Amanita concentrica

Scientific classification
- Kingdom: Fungi
- Division: Basidiomycota
- Class: Agaricomycetes
- Order: Agaricales
- Family: Amanitaceae
- Genus: Amanita
- Species: A. concentrica
- Binomial name: Amanita concentrica T. Oda, C. Tanaka & M. Tsuda, 2002

= Amanita concentrica =

- Genus: Amanita
- Species: concentrica
- Authority: T. Oda, C. Tanaka & M. Tsuda, 2002

Species of fungi

Amanita concentrica is a species of basidiomycete fungi that belongs to the family Amanitaceae. It is native to Japan and China. It is a medium to large sized fungus with a white to yellowish-white color.

== Taxonomy ==
It is one of about 600 described species of fungi belonging to this genus.

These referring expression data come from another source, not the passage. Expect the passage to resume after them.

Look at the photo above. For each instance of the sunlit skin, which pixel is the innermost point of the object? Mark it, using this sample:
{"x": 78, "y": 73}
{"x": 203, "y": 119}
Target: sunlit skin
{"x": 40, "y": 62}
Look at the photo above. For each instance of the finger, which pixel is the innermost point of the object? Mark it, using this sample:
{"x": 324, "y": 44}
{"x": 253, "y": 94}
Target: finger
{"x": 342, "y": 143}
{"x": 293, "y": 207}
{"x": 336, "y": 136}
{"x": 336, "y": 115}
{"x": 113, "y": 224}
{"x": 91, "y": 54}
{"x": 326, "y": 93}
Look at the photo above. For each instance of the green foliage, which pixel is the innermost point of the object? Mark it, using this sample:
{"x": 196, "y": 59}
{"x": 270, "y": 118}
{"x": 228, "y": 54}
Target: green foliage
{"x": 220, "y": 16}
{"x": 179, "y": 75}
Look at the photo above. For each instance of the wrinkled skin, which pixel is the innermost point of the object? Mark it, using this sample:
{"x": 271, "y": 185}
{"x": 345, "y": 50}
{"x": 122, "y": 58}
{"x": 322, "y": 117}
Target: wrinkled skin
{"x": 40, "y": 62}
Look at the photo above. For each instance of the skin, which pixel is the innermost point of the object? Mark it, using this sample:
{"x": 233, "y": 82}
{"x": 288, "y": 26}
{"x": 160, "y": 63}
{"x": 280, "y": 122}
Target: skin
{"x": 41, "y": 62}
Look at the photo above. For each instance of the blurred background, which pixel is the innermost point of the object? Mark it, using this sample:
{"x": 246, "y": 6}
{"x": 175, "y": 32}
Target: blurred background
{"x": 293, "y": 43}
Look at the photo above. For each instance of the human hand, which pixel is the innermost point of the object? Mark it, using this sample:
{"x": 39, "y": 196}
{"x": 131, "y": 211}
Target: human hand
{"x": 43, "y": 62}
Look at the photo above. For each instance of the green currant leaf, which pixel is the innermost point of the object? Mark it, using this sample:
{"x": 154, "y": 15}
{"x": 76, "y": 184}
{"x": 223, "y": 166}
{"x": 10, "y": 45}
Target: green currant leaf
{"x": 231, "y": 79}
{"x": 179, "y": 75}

In it, it is a member of the subgenus Amanita and the section Amanita.

== Distribution ==
This species is native to Japan (Chiba Prefecture) and southwestern China. It can also be found in India and Thailand. In Japan, it can be found evergreen broad-leaved forest of Castanopsis cuspidata var. sieboldii (chinquapin) and Quercus glauca (ring-cupped oak).

== Description ==
Its pileus is white to dirty white in color with a diameter of 7-13 mm. It is characterized by its many pyramidal warts on the pileus and its striate margin. It has a distinct ascending concen-tric rings at upper part of stipe bulb and inamyloid basidiospores.